Ten Simple Rules for Lifelong Learning According to Richard Hamming (PLoScompBio) — Exponential growth of the amount of knowledge is a central feature of the modern era. As Hamming points out, since the time of Isaac Newton (1642/3-1726/7), the total amount of knowledge (including but not limited to technical fields) has doubled about every 17 years. At the same time, the half-life of technical knowledge has been estimated to be about 15 years. If the total amount of knowledge available today is x, then in 15 years the total amount of knowledge can be expected to be nearly 2x, while the amount of knowledge that has become obsolete will be about 0.5x. This means that the total amount of knowledge thought to be valid has increased from x to nearly 1.5x. Taken together, this means that if your daughter or son was born when you were 34 years old, the amount of knowledge she or he will be faced with on entering university at age 17 will be more than twice the amount you faced when you started college.
Apache NiFi — incubated open source project for data flow.
Tug Hospital Robot (Wired) — It may have an adult voice, but Tug has a childlike air, even though in this hospital you’re supposed to treat it like a wheelchair-bound old lady. It’s just so innocent, so earnest, and at times, a bit helpless. If there’s enough stuff blocking its way in a corridor, for instance, it can’t reroute around the obstruction. This happened to the Tug we were trailing in pediatrics. “Oh, something’s in its way!” a woman in scrubs says with an expression like she herself had ruined the robot’s day. She tries moving the wheeled contraption but it won’t budge. “Uh, oh!” She shoves on it some more and finally gets it to move. “Go, Tug, go!” she exclaims as the robot, true to its programming, continues down the hall.

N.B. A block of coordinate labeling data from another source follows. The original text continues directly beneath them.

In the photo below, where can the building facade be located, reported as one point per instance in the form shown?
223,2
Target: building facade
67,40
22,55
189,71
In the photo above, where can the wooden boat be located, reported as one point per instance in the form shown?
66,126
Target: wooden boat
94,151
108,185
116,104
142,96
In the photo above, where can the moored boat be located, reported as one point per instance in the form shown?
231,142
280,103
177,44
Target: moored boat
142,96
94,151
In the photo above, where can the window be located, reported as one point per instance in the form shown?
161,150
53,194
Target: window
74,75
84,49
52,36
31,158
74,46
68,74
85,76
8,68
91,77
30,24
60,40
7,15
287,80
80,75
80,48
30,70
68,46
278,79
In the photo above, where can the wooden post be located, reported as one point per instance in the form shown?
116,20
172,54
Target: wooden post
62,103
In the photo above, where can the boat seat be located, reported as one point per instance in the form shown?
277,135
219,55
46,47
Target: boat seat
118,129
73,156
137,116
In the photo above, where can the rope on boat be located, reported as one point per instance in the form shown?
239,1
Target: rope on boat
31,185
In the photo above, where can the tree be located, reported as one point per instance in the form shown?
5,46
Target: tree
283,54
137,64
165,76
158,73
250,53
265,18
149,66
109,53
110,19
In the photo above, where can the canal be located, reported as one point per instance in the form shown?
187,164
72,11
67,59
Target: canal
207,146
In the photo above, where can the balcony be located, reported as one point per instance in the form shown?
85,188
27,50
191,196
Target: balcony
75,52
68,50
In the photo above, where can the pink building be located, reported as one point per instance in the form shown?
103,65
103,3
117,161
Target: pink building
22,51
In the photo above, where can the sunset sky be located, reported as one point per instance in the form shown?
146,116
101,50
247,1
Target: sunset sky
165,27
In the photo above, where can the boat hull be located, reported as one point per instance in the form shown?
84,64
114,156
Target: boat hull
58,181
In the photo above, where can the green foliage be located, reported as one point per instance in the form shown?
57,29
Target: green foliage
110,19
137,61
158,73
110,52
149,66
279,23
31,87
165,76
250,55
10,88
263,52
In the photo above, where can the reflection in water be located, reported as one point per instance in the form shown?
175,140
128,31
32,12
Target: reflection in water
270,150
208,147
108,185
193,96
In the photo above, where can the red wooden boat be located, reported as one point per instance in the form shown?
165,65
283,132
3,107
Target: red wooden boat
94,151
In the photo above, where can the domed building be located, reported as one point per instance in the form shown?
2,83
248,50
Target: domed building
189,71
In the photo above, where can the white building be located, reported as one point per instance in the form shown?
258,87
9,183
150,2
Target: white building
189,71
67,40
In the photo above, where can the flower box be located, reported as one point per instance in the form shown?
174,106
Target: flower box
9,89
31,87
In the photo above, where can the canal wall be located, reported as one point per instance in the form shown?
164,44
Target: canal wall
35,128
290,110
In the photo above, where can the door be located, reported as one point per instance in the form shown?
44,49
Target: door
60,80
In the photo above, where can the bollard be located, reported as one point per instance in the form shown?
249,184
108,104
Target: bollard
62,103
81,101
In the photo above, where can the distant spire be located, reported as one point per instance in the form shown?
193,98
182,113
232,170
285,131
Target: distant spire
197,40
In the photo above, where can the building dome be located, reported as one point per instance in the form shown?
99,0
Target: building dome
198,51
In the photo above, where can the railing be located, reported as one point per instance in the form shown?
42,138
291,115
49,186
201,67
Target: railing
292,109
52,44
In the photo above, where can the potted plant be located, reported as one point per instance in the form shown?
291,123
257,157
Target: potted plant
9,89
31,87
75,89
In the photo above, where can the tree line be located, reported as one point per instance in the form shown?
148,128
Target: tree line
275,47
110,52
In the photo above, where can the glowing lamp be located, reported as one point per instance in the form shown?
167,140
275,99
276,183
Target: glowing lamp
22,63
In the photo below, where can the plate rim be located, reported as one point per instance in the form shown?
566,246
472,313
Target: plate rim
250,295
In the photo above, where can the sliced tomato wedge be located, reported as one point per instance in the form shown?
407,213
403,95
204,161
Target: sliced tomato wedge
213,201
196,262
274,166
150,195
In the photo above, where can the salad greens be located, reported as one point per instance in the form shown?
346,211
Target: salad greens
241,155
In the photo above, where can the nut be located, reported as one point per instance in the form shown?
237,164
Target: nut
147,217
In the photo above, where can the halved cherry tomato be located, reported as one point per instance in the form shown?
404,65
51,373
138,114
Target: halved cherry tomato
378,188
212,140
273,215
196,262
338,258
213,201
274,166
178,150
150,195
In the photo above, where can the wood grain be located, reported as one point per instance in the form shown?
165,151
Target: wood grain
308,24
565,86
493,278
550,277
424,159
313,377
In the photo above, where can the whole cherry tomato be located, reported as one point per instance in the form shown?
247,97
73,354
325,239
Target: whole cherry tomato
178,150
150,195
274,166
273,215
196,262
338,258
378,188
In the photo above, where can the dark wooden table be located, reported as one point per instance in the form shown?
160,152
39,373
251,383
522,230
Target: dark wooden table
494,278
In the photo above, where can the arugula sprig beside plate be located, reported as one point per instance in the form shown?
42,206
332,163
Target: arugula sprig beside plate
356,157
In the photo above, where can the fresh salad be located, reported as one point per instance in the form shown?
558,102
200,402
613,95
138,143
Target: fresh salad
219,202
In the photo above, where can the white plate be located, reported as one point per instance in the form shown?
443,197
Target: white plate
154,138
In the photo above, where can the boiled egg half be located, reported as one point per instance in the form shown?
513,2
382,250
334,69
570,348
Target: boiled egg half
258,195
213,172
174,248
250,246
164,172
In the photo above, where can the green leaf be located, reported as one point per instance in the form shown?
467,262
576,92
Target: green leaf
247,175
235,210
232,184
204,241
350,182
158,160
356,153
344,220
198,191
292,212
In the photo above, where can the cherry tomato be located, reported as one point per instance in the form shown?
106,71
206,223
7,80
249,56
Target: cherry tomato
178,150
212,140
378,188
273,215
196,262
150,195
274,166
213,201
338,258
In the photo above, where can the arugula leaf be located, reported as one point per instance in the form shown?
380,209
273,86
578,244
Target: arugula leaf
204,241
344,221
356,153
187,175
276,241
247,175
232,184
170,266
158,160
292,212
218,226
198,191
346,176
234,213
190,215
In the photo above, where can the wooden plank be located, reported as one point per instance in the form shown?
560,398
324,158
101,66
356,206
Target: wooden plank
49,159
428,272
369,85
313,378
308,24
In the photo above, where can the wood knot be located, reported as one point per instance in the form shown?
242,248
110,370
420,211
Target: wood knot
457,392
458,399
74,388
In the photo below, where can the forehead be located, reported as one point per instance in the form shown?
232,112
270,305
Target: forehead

Improving the Robustness of Complex Networks with Preserving Community Structure (PLoSone) — To improve robustness while minimizing the above three costly changes, we first seek to verify that the community structure of networks actually do identify the robustness and vulnerability of networks to some extent. Then, we propose an effective 3-step strategy for robustness improvement, which retains the degree distribution of a network, as well as preserves its community structure.
The Internet of Things That Do What You Tell Them: Cory Doctorow passionately explains how computers are already entwined in our lives, which means laws that support lock-in are much more than inconveniences.